Imagine a city where all products are reused, repaired, or recycled, and all workers make a family-supporting wage. Where just, sustainable, and inclusive systems have replaced waste and pollution.

Boston, Massachusetts is on its way.

This morning I had the privilege of talking to Alex Papali and Lor Holmes from the Boston Recycling Coalition. In March, the coalition submitted a a set of “Zero Waste Recommendations” to the city government detailing a proposal for Boston to vastly expand their recycling and composting programs, with the ultimate goal of a 90% recycling rate. Most of Boston’s waste is currently burned in incinerators. The mayor’s office took the recommendations seriously, and the office is examining ways to implement the proposal.

The plan is not just good for the planet, it’s also good for people. The plan was created by workers and advocates together, and is designed to create safe, family-supporting jobs for those that will be doing the work of actually implementing this plan– mainly recycling workers.

This model is already happening at CERO, a worker-owner zero waste coop that is at the forefront of fighting climate change while creating good jobs.

According to Alex, “We’re calling for a zero waste master plan in the city of Boston that’s inclusive and brings all different constituencies to the table including workers, communities that stand to benefit, advocates from communities and small businesses, and innovative new projects like CERO that can create opportunities in low income communities of color. These are all people that should be at the table – and haven’t been so far – and our master plan provides a place for all of this.”

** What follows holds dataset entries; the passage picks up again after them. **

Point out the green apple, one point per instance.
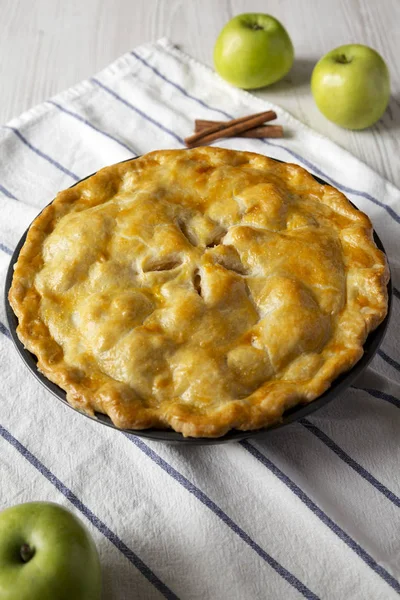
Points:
(351, 86)
(46, 553)
(253, 50)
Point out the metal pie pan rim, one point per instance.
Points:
(167, 435)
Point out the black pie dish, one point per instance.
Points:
(339, 385)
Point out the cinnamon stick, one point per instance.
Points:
(267, 131)
(229, 128)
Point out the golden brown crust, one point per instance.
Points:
(201, 290)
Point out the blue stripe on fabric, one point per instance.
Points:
(137, 110)
(42, 154)
(5, 249)
(350, 462)
(345, 188)
(352, 544)
(180, 88)
(96, 522)
(89, 124)
(201, 496)
(306, 162)
(7, 193)
(393, 363)
(4, 331)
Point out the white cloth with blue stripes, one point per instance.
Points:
(311, 511)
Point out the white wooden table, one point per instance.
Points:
(48, 45)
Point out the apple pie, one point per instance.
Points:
(200, 290)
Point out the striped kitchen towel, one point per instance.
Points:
(310, 511)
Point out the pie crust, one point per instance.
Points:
(199, 290)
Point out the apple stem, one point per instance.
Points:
(26, 552)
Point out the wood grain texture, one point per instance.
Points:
(49, 45)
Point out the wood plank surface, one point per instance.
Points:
(49, 45)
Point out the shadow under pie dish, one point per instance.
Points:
(199, 290)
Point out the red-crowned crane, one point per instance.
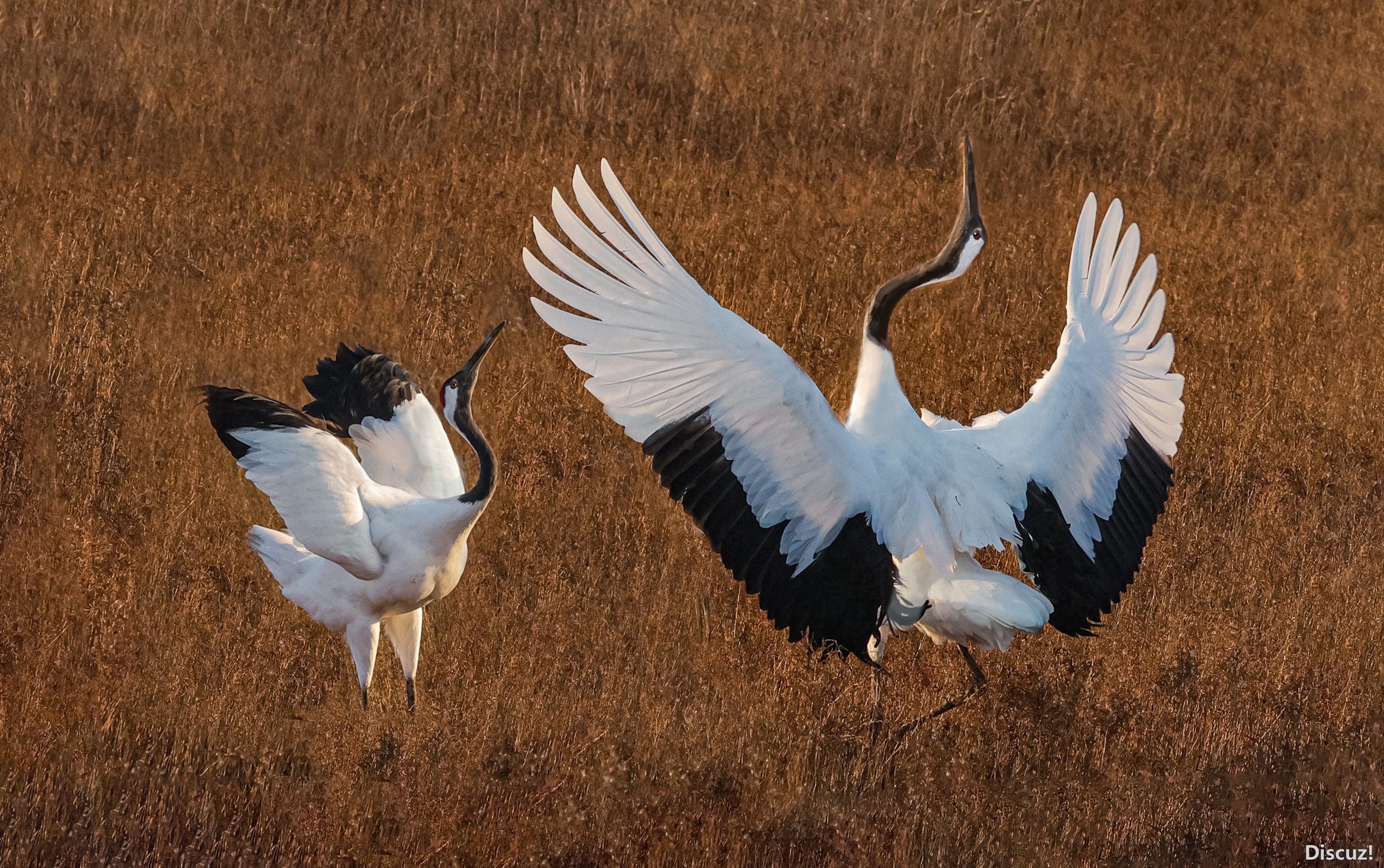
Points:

For people like Alex and Lor that work at the intersection of climate change and social justice, the People’s Climate March is a symbol of hope not just for the planet, but for the progressive and environmental movements. It is historical not just in its size, but in its inclusivity and diversity.

As Lor puts it, “This march is about solidarity. People are really seeing the connections around the globe about what it means to fight for the planet and sustainability, but also justice. Inequalities and injustice affect us all and we have to take it all on. This is a moment that I’ve never seen in the environmental movement. It’s an amazing march that signals an unstoppable global movement for justice.”